There is a seismic shift afoot that affects all aspects of what it means to be a man or a woman. Census data reveal part of the story: Women have been outpacing men in bachelor’s degrees since 1996 and, for the first time, more women now have advanced degrees than men, too. Women now make up the (slight) majority of the workforce and, in 147 out of 150 of the biggest cities in the U.S., young women’s salaries are higher than those of their male peers (although this applies only to single, childless women under 30 in urban areas—the pay gap which favors men remains elsewhere).The generation coming of age today grew up with the belief that women can do everything men can do. More men than ever before are taking on the primary caregiver role and, in almost one quarter of marriages, the woman makes more money than the man. After years of the fight for equality, true collegiality and partnership between genders appears closer than ever before. 

Yet our attitudes about whom we are supposed to marry has barely changed. We are still burdened with antiquated ideas about what men and women are supposed to look for and expect in a spouse.

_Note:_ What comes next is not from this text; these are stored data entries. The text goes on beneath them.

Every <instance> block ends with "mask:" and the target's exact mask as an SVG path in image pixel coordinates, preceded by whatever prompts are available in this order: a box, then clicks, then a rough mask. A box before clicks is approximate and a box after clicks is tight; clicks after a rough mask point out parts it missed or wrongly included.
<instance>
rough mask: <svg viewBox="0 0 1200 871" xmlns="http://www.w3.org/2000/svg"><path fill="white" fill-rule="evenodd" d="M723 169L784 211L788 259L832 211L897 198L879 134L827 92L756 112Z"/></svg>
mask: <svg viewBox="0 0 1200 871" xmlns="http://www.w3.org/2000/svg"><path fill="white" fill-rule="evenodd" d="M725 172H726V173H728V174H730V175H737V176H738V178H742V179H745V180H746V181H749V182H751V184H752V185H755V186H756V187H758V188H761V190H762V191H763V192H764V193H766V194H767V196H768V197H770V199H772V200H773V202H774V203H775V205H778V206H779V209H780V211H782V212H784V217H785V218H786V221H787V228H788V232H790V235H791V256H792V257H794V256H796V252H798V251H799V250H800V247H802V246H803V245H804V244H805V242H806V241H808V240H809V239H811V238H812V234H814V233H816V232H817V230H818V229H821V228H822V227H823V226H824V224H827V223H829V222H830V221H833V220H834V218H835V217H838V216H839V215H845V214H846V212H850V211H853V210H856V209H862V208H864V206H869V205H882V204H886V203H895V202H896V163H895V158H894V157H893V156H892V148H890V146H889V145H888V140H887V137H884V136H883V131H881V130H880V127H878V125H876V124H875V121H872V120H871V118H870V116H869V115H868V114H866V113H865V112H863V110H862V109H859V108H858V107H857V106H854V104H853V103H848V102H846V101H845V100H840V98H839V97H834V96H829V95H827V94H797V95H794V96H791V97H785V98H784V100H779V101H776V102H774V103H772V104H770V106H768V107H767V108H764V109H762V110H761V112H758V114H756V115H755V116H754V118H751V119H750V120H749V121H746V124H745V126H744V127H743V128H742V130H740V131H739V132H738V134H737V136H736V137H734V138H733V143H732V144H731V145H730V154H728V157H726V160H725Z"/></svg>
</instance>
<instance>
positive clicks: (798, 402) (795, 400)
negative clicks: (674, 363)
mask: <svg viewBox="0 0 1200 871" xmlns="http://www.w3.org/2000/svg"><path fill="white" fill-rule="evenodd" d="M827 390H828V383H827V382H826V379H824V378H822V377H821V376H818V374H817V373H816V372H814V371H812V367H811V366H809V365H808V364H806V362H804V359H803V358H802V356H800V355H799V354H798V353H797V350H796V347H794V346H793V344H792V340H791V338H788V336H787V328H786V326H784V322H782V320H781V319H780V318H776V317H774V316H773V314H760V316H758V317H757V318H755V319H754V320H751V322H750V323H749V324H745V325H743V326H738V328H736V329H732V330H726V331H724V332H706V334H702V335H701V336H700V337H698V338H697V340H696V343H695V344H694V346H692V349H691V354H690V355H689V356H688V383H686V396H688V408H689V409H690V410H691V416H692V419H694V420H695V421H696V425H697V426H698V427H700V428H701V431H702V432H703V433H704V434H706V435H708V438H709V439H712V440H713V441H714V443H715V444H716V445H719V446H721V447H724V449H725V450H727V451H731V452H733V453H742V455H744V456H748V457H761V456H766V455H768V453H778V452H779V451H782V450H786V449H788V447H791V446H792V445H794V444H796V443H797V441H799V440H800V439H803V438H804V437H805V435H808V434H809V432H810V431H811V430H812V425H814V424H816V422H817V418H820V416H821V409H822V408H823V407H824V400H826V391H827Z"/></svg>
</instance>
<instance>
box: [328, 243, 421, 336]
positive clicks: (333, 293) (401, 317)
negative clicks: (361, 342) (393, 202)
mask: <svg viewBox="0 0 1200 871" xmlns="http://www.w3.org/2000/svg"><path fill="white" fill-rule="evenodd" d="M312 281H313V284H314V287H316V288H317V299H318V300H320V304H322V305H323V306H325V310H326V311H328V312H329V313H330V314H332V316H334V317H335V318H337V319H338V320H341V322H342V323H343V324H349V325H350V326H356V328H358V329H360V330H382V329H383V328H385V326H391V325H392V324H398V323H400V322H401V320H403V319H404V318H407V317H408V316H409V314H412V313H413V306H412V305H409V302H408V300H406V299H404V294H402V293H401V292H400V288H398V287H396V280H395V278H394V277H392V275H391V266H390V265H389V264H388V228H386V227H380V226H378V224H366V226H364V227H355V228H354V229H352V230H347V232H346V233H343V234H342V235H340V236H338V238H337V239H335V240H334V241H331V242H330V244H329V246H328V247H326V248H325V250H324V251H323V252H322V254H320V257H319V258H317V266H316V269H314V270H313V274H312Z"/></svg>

These traditional and deeply embedded ideas are on a collision course with the facts on the ground.  If straight women continue to seek men with superior education and earnings to “take care of them” (even in situations where, at least financially, women are perfectly able to take care of themselves) and if men continue to only be comfortable in the “superior” position, we can expect to see many more frustrated and lonely mate seekers. 

This dilemma has been written about extensively in recent months and years.  The most recent is an April article in the Daily Caller by Kay Hymowitz. Despite the fast-growing educational disparity which favors women, she suggests that the so-called fairer sex is unlikely to be “willing” to start “marrying down” (her word choices) anytime soon. The whole notion of marrying down is clearly fraught with problems since it only accounts for two measures--educational attainment and income--which aren’t always reliable proxies for intelligence or success in the real world. But Hymowitz’s article really touched a nerve. Unfortunately, amidst all the commentary a painfully obvious point was lost.

It’s only marrying down when women do it.

Despite the existing barriers to gender equality still enshrined in our policies, the biggest obstacle we face, when it comes accepting how demographic shifts are upending traditional gender roles for men and women, is deeply cultural. No one--not men or women--wants to “marry down.”  But in the game of love, it’s a gender-biased label.

Really think about this: Even in 2011, when a wealthy, educated man marries a less wealthy, less educated (and frequently younger) woman, we often assume the couple reflects the natural order of things. If anything, we may question whether the woman in these pairings is a “gold-digger,” but we rarely ask why a man would select a spouse not perceived to be his “equal.” We usually just shrug our shoulders in a fatalistic way: “That’s men!”

Culturally, we understand and accept that men seek female partners for support other than financial when entering into a marriage. Men with wives who possess less education, or who make less money than they do, are presumed to value other qualities like emotional support, domestic compatibility, good parenting potential, and physical chemistry, among many, many others. And that’s fine.

But when we talk about women marrying men who are less wealthy or less educated than they are, something doesn’t sit right. We revert to the language of defeat, or settling, hence the question of whether women will marry down. Suddenly, the traits and criteria men naturally prioritize in wives seem like odd choices for women to value in potential husbands. Even for enlightened thinkers, these roles are deeply socialized and culturally reinforced. In fact, one of the most simultaneously challenging and liberating aspects of gay marriages (or relationships) is that there aren’t strictly prescribed gender roles to fall back on.